The big man with the eyepatch and the hook and the Marlin spike gradually narrowed in on Gabe, fixed him with his eye, and said, "Where's Roscoe?"
Gabe moved forward, mostly because he so much wanted to move back. "Roscoe's below," he said. "You his brother?"
"Me?" Chuckling, the big man shook his head and said, "I ain't that tough. I'm First Mate Crung."
Gabe said, "Well, where's Percival?"
"You shouldn't call him that," First Mate Crung said softly. "He mought hear you. Captain Arafoot is who he prefers to be."
"Well, where is he?"
"Captain Arafoot never leaves his cabin at sea."
Gabe started to grin. "Seasick, huh."
"Naw. It's just that every time he comes out he kills two or three guys, and we can't afford to lose crew that fast."
Vangie uttered a faint moan.
Well, it was no time to turn back. And the San Andreas had gone just about as far as she could. She was settling in the water-even a landlubber could see that much. Gabe said bleakly, "Well, I'll go over to him then. Meanwhile why don't you get your crew to start moving that wagon over to your ship? We're a little short-handed over here."

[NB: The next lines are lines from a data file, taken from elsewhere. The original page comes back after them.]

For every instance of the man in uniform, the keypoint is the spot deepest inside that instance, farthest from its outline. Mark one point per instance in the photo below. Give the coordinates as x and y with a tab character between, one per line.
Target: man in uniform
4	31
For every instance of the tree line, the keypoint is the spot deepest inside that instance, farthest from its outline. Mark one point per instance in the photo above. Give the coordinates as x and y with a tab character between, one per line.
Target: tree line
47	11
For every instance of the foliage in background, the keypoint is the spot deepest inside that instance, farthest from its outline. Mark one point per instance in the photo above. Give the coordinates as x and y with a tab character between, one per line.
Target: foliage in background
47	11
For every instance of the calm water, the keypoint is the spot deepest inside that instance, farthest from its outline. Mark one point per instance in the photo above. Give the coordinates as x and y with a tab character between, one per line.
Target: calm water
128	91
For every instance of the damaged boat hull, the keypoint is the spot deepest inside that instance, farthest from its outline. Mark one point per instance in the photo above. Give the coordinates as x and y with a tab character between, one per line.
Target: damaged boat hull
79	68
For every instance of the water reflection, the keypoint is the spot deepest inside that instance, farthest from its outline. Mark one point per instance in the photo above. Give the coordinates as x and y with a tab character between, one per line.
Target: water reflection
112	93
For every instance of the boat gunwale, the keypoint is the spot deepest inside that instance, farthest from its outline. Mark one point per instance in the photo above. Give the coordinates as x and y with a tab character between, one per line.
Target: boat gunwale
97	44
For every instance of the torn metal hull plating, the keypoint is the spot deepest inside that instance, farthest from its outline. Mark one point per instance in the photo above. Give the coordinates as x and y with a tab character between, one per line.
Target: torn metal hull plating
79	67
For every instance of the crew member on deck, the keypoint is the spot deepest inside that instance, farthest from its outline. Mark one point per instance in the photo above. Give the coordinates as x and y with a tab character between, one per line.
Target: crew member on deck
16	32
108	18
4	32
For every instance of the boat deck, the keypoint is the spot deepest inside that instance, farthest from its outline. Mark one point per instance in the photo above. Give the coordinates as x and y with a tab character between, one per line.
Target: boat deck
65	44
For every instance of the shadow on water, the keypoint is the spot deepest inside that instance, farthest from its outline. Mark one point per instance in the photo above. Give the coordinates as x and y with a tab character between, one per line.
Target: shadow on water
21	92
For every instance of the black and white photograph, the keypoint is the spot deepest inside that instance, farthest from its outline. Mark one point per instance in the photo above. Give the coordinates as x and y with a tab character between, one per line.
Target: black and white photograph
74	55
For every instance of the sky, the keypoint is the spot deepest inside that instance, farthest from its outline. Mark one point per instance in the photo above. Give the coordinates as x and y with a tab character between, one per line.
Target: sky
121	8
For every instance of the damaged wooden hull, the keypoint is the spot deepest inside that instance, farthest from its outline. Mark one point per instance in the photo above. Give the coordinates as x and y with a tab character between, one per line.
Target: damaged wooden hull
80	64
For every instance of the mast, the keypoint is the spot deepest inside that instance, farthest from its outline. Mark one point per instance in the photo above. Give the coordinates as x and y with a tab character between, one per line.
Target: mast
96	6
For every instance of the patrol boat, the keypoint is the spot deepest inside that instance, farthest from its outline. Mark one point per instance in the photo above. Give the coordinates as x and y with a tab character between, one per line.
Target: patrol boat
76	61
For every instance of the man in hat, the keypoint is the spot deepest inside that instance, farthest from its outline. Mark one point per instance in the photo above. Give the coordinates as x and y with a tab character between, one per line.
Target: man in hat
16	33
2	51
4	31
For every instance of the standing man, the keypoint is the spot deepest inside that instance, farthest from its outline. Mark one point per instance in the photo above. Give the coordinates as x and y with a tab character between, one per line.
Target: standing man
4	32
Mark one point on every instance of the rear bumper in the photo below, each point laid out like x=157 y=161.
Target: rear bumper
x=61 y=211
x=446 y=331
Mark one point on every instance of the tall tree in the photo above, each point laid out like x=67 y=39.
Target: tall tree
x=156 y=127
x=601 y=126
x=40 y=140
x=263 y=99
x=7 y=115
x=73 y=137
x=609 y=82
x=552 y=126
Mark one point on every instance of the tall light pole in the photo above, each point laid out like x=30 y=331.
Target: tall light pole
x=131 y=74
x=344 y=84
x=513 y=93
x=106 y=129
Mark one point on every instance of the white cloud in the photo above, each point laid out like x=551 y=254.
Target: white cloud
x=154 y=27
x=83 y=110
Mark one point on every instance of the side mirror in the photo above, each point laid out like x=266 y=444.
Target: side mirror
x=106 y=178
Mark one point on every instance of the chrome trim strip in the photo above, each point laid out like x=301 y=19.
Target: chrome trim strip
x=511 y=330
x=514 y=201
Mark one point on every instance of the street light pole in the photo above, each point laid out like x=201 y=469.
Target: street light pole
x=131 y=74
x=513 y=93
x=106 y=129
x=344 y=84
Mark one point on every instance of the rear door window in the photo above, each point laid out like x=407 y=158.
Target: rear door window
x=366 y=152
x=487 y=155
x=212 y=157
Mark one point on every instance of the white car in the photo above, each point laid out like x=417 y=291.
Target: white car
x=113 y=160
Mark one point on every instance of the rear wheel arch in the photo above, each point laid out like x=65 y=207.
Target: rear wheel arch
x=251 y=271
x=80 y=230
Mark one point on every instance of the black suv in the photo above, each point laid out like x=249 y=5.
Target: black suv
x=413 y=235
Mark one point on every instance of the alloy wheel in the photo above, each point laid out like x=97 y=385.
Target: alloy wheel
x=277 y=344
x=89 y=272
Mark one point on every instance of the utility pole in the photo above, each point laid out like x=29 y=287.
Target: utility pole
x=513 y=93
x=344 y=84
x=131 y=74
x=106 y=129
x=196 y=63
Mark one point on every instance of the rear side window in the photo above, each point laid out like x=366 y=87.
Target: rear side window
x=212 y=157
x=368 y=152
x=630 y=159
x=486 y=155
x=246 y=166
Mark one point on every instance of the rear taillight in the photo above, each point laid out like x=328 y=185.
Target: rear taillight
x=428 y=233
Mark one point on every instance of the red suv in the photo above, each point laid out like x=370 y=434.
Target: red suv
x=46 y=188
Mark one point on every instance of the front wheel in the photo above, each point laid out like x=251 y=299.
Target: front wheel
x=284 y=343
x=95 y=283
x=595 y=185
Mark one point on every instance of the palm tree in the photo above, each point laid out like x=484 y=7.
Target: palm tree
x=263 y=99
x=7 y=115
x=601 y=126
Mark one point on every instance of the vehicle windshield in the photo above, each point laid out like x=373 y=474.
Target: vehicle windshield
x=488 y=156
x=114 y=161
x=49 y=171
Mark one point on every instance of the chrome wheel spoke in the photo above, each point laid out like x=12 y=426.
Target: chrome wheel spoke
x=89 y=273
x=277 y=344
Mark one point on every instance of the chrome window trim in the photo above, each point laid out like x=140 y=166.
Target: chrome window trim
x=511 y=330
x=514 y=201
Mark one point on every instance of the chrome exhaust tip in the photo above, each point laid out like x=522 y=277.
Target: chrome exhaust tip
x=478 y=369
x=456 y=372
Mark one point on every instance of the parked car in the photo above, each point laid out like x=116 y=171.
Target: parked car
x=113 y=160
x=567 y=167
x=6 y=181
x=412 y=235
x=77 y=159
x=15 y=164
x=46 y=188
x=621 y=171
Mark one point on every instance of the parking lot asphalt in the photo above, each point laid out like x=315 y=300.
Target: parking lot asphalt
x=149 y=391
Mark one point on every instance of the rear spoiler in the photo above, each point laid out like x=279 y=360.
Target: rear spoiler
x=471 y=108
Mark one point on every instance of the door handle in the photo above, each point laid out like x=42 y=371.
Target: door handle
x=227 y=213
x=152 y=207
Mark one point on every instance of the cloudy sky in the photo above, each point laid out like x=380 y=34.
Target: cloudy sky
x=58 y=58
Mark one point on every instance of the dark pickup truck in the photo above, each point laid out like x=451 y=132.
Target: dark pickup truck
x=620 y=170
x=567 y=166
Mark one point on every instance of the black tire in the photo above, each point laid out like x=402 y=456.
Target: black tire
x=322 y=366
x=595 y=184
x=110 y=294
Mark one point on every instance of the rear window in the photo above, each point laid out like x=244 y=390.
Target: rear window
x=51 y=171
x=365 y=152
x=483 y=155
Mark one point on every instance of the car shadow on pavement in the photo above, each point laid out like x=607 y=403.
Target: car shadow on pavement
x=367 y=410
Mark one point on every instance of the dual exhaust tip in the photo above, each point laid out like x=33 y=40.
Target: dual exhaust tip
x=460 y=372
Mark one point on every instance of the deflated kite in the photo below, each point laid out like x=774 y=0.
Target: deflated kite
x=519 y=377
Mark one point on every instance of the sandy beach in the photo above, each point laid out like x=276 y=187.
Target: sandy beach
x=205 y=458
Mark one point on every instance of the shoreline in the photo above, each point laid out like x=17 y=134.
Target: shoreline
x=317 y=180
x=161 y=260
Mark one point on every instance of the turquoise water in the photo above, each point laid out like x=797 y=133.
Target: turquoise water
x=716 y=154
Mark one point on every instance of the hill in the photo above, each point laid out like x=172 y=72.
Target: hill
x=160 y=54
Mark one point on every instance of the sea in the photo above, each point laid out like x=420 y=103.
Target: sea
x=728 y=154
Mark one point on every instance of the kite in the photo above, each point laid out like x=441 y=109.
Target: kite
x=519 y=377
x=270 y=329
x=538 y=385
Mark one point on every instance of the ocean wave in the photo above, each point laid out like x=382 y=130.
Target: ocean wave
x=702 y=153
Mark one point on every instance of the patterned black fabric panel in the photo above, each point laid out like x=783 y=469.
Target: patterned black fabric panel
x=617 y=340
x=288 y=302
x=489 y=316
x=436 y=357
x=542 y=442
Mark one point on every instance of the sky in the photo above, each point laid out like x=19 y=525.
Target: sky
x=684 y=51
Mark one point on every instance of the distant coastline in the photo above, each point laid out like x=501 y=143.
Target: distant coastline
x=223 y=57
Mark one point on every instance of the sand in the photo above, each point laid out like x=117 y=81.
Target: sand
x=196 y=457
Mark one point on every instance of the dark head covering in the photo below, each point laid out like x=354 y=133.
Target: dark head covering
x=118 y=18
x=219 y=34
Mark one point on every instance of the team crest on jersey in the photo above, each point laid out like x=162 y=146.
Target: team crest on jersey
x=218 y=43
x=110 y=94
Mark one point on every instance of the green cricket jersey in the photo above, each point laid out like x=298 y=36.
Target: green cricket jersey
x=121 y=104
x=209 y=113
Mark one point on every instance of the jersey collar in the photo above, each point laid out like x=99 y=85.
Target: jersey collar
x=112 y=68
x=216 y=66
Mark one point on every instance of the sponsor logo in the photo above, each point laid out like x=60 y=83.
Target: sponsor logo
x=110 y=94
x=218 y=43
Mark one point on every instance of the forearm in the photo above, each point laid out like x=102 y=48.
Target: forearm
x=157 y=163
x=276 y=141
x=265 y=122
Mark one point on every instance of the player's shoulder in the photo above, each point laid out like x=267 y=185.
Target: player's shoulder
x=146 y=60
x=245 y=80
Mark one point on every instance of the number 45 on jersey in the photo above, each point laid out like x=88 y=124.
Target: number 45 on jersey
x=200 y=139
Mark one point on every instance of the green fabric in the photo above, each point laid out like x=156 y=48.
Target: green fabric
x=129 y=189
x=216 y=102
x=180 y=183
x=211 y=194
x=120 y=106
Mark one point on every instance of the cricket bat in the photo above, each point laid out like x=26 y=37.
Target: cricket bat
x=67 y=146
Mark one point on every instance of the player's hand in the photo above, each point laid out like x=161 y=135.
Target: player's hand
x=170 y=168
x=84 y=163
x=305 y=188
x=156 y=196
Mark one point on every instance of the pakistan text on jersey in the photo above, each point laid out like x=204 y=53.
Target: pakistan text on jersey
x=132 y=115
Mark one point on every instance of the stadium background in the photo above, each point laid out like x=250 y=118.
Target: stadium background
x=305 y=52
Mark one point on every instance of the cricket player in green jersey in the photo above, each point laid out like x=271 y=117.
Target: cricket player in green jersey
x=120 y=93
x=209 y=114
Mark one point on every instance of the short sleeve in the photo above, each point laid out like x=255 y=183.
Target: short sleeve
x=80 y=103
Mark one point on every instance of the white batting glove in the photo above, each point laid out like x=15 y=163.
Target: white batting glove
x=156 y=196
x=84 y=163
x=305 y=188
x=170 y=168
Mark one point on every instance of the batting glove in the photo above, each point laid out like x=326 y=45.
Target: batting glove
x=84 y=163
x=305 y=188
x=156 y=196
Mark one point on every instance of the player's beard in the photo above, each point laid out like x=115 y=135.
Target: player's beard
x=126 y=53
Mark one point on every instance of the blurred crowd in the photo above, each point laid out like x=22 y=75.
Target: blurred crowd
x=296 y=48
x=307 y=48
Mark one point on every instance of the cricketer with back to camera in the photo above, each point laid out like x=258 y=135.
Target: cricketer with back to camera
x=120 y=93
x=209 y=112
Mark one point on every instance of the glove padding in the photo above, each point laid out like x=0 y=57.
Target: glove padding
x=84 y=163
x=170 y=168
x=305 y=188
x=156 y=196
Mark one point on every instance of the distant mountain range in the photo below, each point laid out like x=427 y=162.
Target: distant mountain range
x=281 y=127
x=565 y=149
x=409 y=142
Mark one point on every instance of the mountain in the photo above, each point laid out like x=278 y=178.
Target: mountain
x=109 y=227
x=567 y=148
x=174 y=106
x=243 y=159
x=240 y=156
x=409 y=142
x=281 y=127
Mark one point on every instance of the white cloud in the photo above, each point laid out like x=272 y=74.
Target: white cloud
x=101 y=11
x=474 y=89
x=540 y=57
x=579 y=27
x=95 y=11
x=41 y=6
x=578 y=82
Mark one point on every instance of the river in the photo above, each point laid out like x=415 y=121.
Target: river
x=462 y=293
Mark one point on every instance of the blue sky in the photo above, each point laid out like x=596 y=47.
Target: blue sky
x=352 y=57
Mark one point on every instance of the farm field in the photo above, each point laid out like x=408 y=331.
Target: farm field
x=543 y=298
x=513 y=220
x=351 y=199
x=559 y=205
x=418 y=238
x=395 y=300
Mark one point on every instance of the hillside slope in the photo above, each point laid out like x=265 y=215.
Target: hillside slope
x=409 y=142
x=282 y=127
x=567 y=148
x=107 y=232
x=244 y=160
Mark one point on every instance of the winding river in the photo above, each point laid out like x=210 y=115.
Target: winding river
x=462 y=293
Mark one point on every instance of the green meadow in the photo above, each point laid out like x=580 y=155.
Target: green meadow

Crung frowned around at the deck. Ittzy, Francis, Flagway, Gabe, Vangie. Nobody else around. "So I see."
Vangie grabbed Gabe's sleeve. "Don't go."
"Vangie, when you're caught in a rising flood you don't just sit down and pray for drought. I got to." And he stepped past Crung, walked across the planks onto the rusty deck of the steamship, and stepped aside to let the half-dozen crewmen past who'd been summoned by Crung. They were a slinking, cowering lot, scurrying across and ducking away from him and from everybody else who stood upright. Something, he judged, had scared the guts out of all of them. It wasn't hard to guess what it was.
Vangie watched Gabe walk on board Sea Wolf as if it were a tightrope. She wanted to cry. It was such a shame. So much ingenuity and courage, devoted to a doomed mission.
She watched Gabe climb across coiled hawsers and reach the door of the captain's cabin. He knocked briskly and waited.
Even from here she could hear the sudden roar that boomed from the cabin. She shrank back and felt herself wanting to cower just like Captain Arafoot's crew.
Gabe pulled the door open and strode into the cabin. She watched with one eye. He'd left the door ajar behind him, but she couldn't see into the darkness within.
The roar increased to a ROAR.
Meanwhile, the Arafoot crew pushed and shoved, sweating and whining. They were trying to maneuver the gold wagon toward the planks that bridged the two ships, but the wagon weighed close to three tons and wasn't very helpful. When they finally got it away from the stack of hay bales, it began to roll in the wrong direction-toward the windward rail.
Ittzy leaped onto the wagon and grabbed the brake handle.
After that Ittzy stayed on top of the wagon to steer with the wagon-tongue and stay close to the brake. The crewmen hustled and groaned and heaved and sweated, and slowly the wagon moved toward the planks.
Vangie saw the activity out of the corner of her eye while she watched the dark doorway of Captain Percival Arafoot's cabin. Her hand was to her mouth. What could be going on in there?
Suddenly Gabe came pelting backwards out of the cabin as if he'd been nudged in the chest by a railroad engine doing ninety miles an hour. He tumbled head over heels across the deck.